Logo uwwet.nl wetgeving overwegingen rechter juridische bijstand jurisprudentie uitwerkingen rechtspraak juristen regelgeving uitspraken advocaten besluiten notaris wetten rechtsbijstand rechterlijke beslissingen toelichtingen rechtshulp
www.uwwet.nl is er voor iedereen. Wij bedoelen dan ook iedereen.
Bestudeer uw rechten en plichten op uwwet.nl
-
-
Provinciewet
<     Naar vorige pagina                                                       Naar volgende pagina     >



Hoofdstuk IVA. De rekenkamer

§ 1. De provinciale rekenkamer

Artikel 79aInstellen rekenkamer

1.Provinciale staten kunnen een rekenkamer instellen.

2.Indien provinciale staten een rekenkamer instellen, zijn de navolgende artikelen van dit hoofdstuk alsmede hoofdstuk XIa van toepassing.

3.Indien provinciale staten geen rekenkamer instellen is hoofdstuk IVb van toepassing.



Artikel 79bVaststellen aantal leden rekenkamer

Provinciale staten stellen het aantal leden van de rekenkamer vast.



Artikel 79cBenoeming voor de duur van zes jaar

1.Provinciale staten benoemen de leden van de rekenkamer voor de duur van zes jaar.

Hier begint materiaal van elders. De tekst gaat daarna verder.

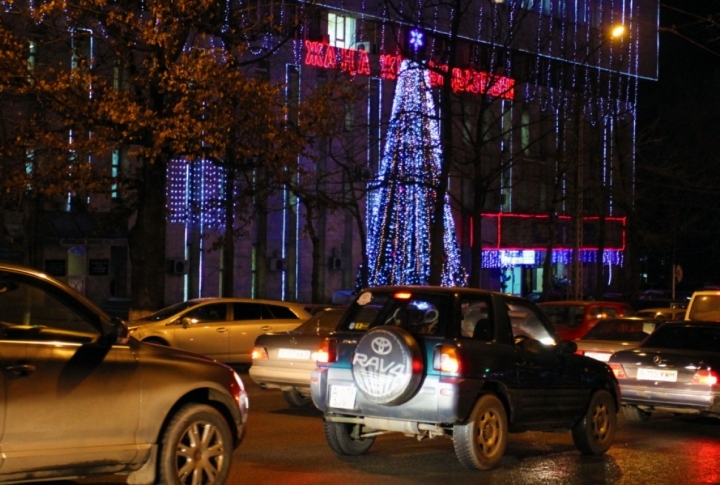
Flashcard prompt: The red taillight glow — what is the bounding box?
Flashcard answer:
[314,338,337,364]
[608,364,627,379]
[690,369,719,386]
[252,347,268,360]
[433,345,460,374]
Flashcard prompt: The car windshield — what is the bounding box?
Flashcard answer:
[134,300,198,322]
[340,290,449,335]
[295,308,345,333]
[642,325,720,352]
[688,294,720,322]
[540,305,585,327]
[580,320,657,342]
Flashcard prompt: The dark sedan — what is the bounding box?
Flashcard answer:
[0,263,248,485]
[249,307,345,407]
[609,322,720,421]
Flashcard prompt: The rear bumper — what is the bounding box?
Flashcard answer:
[620,383,720,414]
[248,365,312,390]
[310,368,481,424]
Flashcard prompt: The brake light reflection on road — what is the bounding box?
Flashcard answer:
[690,369,718,386]
[608,364,627,379]
[311,338,337,364]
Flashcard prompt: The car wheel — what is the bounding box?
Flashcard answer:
[453,394,508,470]
[159,404,233,485]
[623,404,652,423]
[323,421,375,456]
[352,327,424,406]
[283,388,312,408]
[572,389,617,455]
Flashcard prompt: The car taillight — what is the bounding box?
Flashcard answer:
[313,338,337,364]
[608,364,627,379]
[235,371,250,413]
[690,369,720,386]
[433,345,460,374]
[252,347,268,360]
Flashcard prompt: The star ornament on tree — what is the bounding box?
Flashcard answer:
[410,30,423,50]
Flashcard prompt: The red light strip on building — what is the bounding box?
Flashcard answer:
[305,40,515,99]
[470,212,627,251]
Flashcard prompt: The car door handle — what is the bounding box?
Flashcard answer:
[5,364,37,377]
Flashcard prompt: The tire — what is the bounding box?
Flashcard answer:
[283,387,312,408]
[453,394,508,470]
[572,389,617,455]
[623,404,652,423]
[352,327,425,406]
[158,404,234,485]
[323,421,375,456]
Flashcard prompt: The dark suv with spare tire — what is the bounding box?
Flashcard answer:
[311,286,619,470]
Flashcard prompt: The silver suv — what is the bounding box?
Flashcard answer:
[0,263,248,485]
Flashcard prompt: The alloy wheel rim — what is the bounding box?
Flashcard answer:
[592,405,610,442]
[476,410,500,455]
[175,422,224,485]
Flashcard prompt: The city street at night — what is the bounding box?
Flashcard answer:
[67,366,720,485]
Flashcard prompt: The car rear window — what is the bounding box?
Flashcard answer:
[295,309,345,333]
[340,291,450,336]
[263,305,298,320]
[688,295,720,322]
[540,305,585,327]
[580,320,657,342]
[642,325,720,352]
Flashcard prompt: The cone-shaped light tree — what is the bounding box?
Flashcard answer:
[367,60,466,286]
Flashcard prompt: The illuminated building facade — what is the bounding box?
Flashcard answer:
[162,0,659,301]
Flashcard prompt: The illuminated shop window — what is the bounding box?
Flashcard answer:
[328,13,355,49]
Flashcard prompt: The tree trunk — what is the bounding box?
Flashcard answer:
[128,155,167,320]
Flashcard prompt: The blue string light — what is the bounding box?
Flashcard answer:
[368,60,466,286]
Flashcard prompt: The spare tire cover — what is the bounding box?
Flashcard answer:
[352,327,423,405]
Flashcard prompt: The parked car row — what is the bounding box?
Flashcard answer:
[0,263,248,484]
[0,263,720,485]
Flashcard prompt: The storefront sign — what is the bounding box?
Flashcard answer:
[88,259,110,276]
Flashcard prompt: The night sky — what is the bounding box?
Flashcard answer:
[637,0,720,290]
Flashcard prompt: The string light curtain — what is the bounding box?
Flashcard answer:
[368,60,466,286]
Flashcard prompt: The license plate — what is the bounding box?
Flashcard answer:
[278,349,310,360]
[585,352,612,362]
[637,367,677,382]
[330,386,357,409]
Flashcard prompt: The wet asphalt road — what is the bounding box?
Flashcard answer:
[64,366,720,485]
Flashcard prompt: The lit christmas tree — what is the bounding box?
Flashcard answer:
[367,60,466,286]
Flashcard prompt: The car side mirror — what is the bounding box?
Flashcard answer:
[107,317,130,345]
[560,340,577,354]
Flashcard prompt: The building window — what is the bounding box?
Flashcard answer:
[110,150,120,199]
[328,13,355,49]
[27,40,37,77]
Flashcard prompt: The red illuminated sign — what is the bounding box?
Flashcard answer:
[305,40,515,99]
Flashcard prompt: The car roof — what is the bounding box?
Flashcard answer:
[538,300,630,306]
[362,285,506,299]
[187,296,303,308]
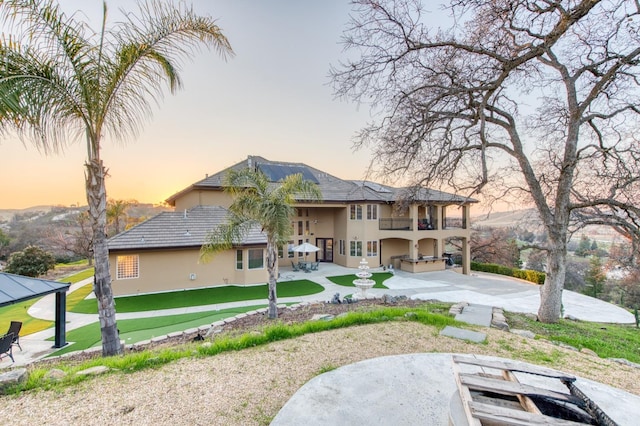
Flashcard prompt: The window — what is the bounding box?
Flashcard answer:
[116,254,140,280]
[236,250,243,270]
[367,241,378,257]
[349,204,362,220]
[247,249,264,269]
[367,204,378,220]
[349,241,362,257]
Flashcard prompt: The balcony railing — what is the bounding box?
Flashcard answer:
[418,219,438,231]
[378,217,413,231]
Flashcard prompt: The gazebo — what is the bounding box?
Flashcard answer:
[0,272,71,348]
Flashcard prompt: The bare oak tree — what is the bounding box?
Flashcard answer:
[331,0,640,322]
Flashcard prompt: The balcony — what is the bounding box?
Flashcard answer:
[418,219,438,231]
[378,217,413,231]
[444,217,467,229]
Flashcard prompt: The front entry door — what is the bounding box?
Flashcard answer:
[316,238,333,262]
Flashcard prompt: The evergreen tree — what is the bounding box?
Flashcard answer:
[584,256,607,297]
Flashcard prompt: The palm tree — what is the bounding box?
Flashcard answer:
[201,168,322,319]
[0,0,233,356]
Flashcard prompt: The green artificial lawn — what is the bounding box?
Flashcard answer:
[48,305,264,356]
[68,280,324,314]
[327,272,393,288]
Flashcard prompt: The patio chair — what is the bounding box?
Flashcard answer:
[0,333,16,362]
[7,321,22,351]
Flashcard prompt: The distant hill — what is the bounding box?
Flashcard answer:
[471,208,624,242]
[471,209,541,231]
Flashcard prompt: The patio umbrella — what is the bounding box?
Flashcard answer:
[292,243,320,261]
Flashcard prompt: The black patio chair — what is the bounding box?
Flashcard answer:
[7,321,22,351]
[0,333,16,362]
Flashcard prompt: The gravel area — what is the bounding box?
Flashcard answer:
[5,305,640,425]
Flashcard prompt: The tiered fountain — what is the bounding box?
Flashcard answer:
[353,259,376,299]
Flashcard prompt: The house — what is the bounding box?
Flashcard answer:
[109,156,476,295]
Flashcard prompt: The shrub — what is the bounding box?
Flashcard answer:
[471,262,546,285]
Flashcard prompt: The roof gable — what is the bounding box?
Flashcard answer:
[167,156,477,205]
[108,206,267,251]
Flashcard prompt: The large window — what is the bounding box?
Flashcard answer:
[349,204,362,220]
[247,249,264,269]
[367,241,378,257]
[349,241,362,257]
[116,254,140,280]
[236,250,244,271]
[367,204,378,220]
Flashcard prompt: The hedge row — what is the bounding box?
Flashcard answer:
[471,262,545,285]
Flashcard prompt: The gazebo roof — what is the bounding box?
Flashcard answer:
[0,272,71,307]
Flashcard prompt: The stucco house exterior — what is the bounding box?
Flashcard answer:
[109,156,476,295]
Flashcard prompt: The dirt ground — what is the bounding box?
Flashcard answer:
[10,301,640,425]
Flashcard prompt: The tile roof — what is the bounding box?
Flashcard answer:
[108,206,267,251]
[167,156,477,205]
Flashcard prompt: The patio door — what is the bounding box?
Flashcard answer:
[316,238,333,262]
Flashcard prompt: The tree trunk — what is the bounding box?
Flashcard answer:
[538,241,567,323]
[85,159,123,356]
[267,238,278,319]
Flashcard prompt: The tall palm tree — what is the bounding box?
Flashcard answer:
[201,168,322,319]
[0,0,233,356]
[107,199,137,237]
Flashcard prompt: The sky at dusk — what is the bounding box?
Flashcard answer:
[0,0,390,209]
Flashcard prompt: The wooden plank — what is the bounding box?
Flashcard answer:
[458,373,584,406]
[502,370,542,414]
[453,356,482,426]
[469,401,586,426]
[453,355,576,382]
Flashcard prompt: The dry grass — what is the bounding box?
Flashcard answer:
[2,322,640,425]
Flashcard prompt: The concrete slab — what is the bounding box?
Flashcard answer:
[456,304,493,327]
[440,325,487,343]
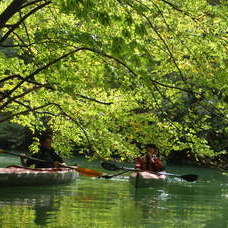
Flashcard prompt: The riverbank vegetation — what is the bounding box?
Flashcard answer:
[0,0,228,168]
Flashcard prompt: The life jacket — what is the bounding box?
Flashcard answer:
[135,155,165,172]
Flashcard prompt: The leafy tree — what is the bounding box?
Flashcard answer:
[0,0,228,164]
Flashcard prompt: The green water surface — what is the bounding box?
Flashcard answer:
[0,155,228,228]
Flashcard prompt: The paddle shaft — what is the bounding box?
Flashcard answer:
[102,162,198,182]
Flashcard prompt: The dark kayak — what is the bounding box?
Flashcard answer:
[129,171,166,187]
[0,166,79,187]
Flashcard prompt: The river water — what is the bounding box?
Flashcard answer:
[0,155,228,228]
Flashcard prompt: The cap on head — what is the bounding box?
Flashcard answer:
[145,143,158,149]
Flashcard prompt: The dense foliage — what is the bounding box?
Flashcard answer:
[0,0,228,163]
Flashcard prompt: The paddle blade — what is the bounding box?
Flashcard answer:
[101,162,120,171]
[74,167,103,177]
[180,174,198,182]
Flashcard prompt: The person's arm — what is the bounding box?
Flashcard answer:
[20,154,27,167]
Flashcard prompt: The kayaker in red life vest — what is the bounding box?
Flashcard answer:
[135,144,165,172]
[21,136,65,168]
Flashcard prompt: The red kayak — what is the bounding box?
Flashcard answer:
[0,166,79,187]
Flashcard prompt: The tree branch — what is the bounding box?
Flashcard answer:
[0,1,51,43]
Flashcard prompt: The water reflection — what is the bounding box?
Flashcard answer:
[0,158,228,228]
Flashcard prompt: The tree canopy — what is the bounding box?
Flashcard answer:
[0,0,228,162]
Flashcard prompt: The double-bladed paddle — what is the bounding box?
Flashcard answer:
[101,162,198,182]
[0,149,103,177]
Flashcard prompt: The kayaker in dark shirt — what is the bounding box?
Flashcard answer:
[135,144,165,172]
[21,137,64,168]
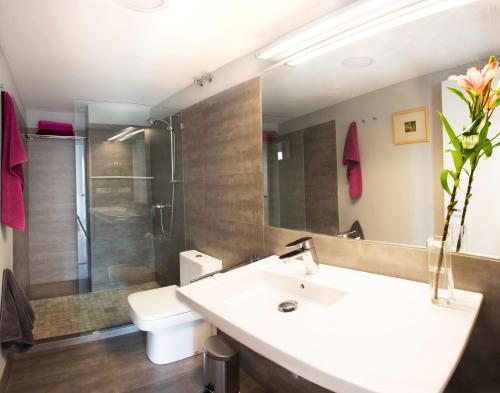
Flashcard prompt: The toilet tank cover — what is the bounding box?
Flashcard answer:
[128,285,191,320]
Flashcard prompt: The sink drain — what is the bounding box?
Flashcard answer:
[278,300,299,312]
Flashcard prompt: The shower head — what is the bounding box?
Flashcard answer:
[148,119,173,131]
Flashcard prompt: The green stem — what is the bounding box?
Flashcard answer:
[457,160,478,252]
[434,182,459,300]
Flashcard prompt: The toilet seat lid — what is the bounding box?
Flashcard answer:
[128,285,191,320]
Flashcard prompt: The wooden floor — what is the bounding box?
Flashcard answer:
[2,333,265,393]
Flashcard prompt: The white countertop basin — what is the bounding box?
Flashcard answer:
[178,256,482,393]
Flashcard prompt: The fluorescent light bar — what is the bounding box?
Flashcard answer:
[108,127,137,141]
[116,128,146,142]
[257,0,388,60]
[285,0,477,66]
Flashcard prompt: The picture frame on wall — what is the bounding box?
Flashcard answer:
[392,106,430,145]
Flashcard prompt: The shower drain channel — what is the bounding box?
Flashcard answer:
[278,300,299,312]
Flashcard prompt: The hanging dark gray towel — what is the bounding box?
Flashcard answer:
[0,269,35,353]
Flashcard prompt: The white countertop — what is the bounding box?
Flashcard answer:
[178,256,482,393]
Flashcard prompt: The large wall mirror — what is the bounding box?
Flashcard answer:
[262,0,500,258]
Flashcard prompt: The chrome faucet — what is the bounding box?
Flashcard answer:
[280,237,319,274]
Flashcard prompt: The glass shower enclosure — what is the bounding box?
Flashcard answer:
[71,102,185,330]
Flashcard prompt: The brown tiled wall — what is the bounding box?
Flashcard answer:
[264,227,500,393]
[182,78,264,266]
[304,121,339,235]
[28,134,78,284]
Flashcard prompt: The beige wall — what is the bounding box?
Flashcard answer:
[0,47,24,374]
[280,66,480,246]
[182,78,264,266]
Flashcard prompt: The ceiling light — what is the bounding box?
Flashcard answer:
[285,0,476,66]
[108,127,137,141]
[116,128,146,142]
[341,57,375,68]
[257,0,477,66]
[257,0,389,60]
[116,0,168,12]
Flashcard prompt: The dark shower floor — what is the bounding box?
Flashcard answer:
[31,282,159,341]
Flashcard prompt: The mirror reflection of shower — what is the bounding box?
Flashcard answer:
[148,115,182,240]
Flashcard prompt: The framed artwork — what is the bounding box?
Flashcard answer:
[392,107,429,145]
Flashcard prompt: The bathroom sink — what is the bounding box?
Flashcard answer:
[219,271,347,314]
[177,256,482,393]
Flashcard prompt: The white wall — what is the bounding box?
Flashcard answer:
[280,68,462,246]
[442,78,500,258]
[0,47,25,375]
[153,52,276,110]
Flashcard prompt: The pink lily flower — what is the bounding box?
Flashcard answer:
[448,59,499,96]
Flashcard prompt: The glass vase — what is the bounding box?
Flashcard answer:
[427,236,454,304]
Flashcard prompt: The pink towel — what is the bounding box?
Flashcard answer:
[1,92,28,231]
[343,122,363,199]
[37,120,75,136]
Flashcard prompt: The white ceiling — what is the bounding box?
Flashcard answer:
[0,0,353,111]
[262,0,500,122]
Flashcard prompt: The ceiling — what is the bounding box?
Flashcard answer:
[262,0,500,123]
[0,0,353,111]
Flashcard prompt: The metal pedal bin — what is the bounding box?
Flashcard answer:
[203,336,240,393]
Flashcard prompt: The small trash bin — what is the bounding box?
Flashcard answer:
[203,336,240,393]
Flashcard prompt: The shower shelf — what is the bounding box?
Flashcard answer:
[24,134,87,140]
[90,176,154,180]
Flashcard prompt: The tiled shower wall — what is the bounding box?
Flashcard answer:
[182,78,264,266]
[183,75,500,393]
[28,139,78,285]
[88,123,155,291]
[146,116,185,286]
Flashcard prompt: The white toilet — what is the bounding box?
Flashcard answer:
[128,250,222,364]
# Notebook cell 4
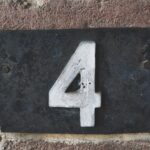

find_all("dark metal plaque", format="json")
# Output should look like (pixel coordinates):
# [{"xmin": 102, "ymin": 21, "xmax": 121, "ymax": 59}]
[{"xmin": 0, "ymin": 28, "xmax": 150, "ymax": 134}]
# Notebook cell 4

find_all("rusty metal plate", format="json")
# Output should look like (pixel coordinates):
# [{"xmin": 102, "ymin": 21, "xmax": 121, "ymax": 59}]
[{"xmin": 0, "ymin": 28, "xmax": 150, "ymax": 134}]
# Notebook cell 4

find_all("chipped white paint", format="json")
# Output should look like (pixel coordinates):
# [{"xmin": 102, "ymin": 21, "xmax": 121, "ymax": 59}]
[{"xmin": 49, "ymin": 41, "xmax": 101, "ymax": 127}]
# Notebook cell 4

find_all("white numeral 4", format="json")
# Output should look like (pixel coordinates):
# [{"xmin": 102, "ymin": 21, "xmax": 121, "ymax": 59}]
[{"xmin": 49, "ymin": 41, "xmax": 101, "ymax": 127}]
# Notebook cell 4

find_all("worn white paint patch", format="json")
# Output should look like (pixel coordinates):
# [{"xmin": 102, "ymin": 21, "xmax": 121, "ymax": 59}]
[{"xmin": 49, "ymin": 41, "xmax": 101, "ymax": 127}]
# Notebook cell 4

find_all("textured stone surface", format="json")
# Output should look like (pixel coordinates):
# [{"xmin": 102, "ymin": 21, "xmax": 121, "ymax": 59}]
[
  {"xmin": 4, "ymin": 140, "xmax": 150, "ymax": 150},
  {"xmin": 0, "ymin": 0, "xmax": 150, "ymax": 29},
  {"xmin": 0, "ymin": 0, "xmax": 150, "ymax": 150}
]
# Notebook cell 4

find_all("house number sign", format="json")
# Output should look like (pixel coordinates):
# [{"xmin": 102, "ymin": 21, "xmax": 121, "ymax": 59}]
[
  {"xmin": 49, "ymin": 41, "xmax": 101, "ymax": 127},
  {"xmin": 0, "ymin": 28, "xmax": 150, "ymax": 134}
]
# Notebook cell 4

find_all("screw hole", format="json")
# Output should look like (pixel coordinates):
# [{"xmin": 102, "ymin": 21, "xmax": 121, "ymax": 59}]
[
  {"xmin": 143, "ymin": 60, "xmax": 150, "ymax": 69},
  {"xmin": 1, "ymin": 64, "xmax": 11, "ymax": 73}
]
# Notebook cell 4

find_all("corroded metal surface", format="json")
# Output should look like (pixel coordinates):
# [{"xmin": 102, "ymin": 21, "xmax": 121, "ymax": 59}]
[{"xmin": 0, "ymin": 29, "xmax": 150, "ymax": 133}]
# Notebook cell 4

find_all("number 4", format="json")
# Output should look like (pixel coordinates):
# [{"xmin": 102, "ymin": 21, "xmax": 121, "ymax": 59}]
[{"xmin": 49, "ymin": 41, "xmax": 101, "ymax": 127}]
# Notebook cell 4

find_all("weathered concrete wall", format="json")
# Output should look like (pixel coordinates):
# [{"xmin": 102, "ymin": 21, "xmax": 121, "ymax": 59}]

2.Indien de rekenkamer uit twee of meer leden bestaat, benoemen provinciale staten uit de leden de voorzitter.

3.Provinciale staten kunnen plaatsvervangende leden benoemen. Indien de rekenkamer uit één lid bestaat, benoemen provinciale staten in ieder geval een plaatsvervangend lid. Deze paragraaf is op plaatsvervangende leden van overeenkomstige toepassing.

4.Provinciale staten kunnen een lid herbenoemen.

5.Voorafgaand aan de benoemingen, bedoeld in het eerste tot en met vierde lid, plegen provinciale staten overleg met de rekenkamer.

6.Een lid van de rekenkamer wordt door provinciale staten ontslagen:
op eigen verzoek;
bij de aanvaarding van een functie die onverenigbaar is met het lidmaatschap;
indien hij bij onherroepelijk geworden rechterlijke uitspraak wegens misdrijf is veroordeeld, dan wel hem bij zulk een uitspraak een maatregel is opgelegd die vrijheidsbeneming tot gevolg heeft;
indien hij bij onherroepelijk geworden rechterlijke uitspraak onder curatele is gesteld, in staat van faillissement is verklaard, surséance van betaling heeft verkregen of wegens schulden is gegijzeld;
indien hij naar het oordeel van provinciale staten ernstig nadeel toebrengt aan het in hem gestelde vertrouwen.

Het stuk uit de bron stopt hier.